I later found out the whole place was powered by its own generator and was connected to the world only by a satellite phone. It was only then that I began to really appreciate Fry Canyon.
Because we had driven in at night, I had failed to recognize just how secluded this place was. Other than the dozen or so people staying at the “Lodge” and the man and woman in charge of cooking us breakfast, it was a safe bet that there was nobody around for at least fifty miles. No one.
At breakfast, the cook, a fellow named Jim, struck me immediately as a character worth getting to know, if only I was a morning person or the hour was later. Much later. I did my best over my coffee to make what conversation I could, and tried to figure out what would bring a man out into this deserted place to cook breakfast for a mere dozen guests every morning. I never did figure it out.
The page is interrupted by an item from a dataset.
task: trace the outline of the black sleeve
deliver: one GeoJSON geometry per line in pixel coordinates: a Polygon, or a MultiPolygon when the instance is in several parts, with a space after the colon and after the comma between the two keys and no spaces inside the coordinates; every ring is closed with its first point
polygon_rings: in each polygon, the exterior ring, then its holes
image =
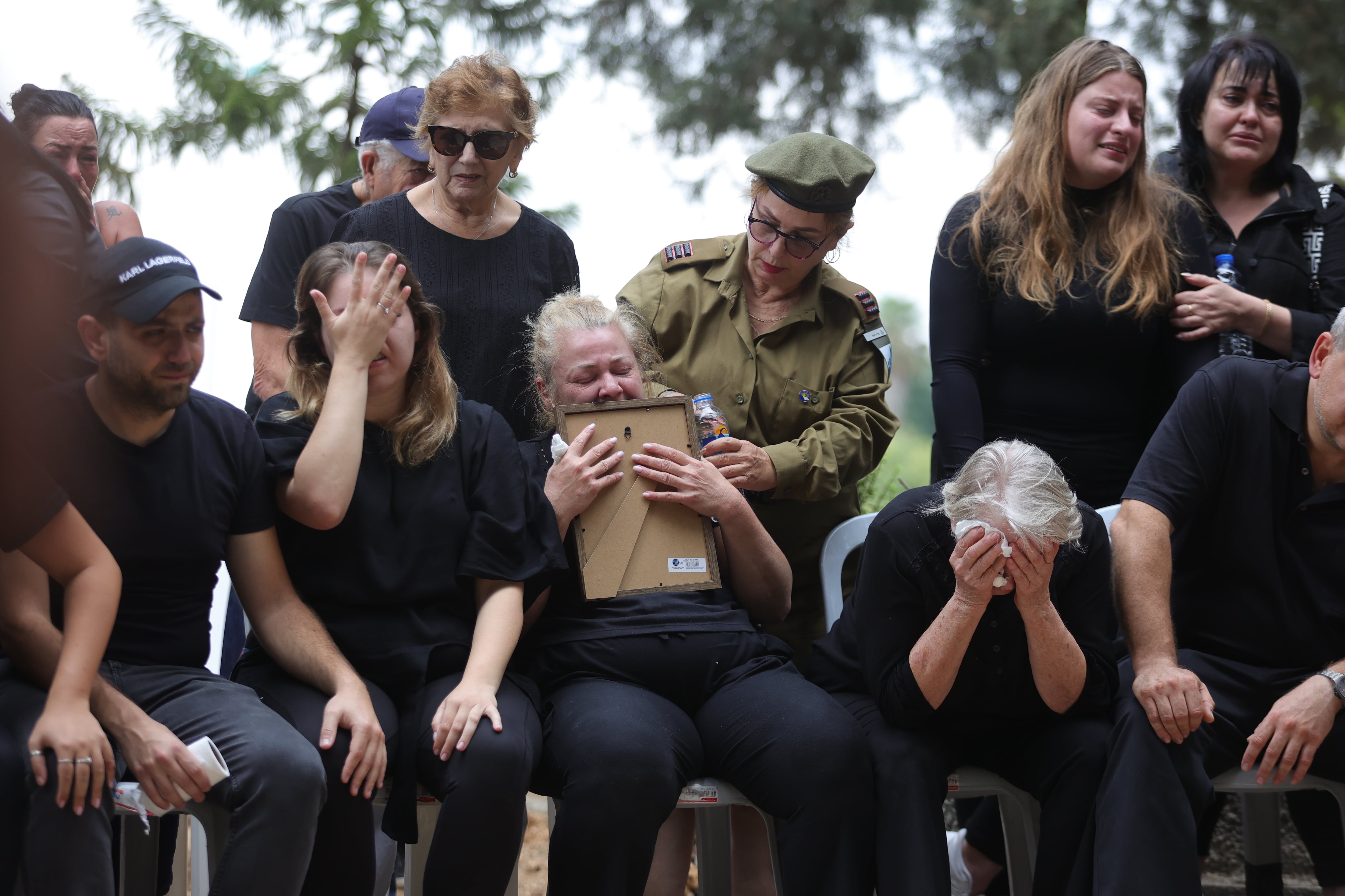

At some point, Jim, talking to an older Native American man named Joe sitting at the bar, got on a harangue about the damn liberals who wanted to get rid of the Glen Canyon Dam. I bristled. He had all kinds of good come-backs, he said, for these troublemakers who were looking for new arguments now that they couldn’t protest the Vietnam War anymore. “Try this one on for size,” he said to Joe. “If you’re going to return Glen Canyon to its natural state, give it back to the Indians. How ya like that one, pal? They want things the way they used to be by blowing up the dam, let’s make Glen Canyon the way it really used to be. Injun-owned.” The Native American nodded over his scrambled eggs.
Before we left, Jim told us how to find some Anasazi ruins down a four-wheel-drive road. We thanked him and departed. Twenty minutes later we were slowly making our way past a road of dirt and rock (not gravel; rock, as in “boulder”) toward mysterious, hidden cliff dwellings. When we got to the spot on the edge of the small canyon where we could see bricks that had been stacked neatly into the walls of dwellings thousands of years ago, we felt like no one else had ever been here.
Alone, accompanied only by swifts darting out over the rocky outcroppings, it seemed as though this mysterious sight was uniquely ours.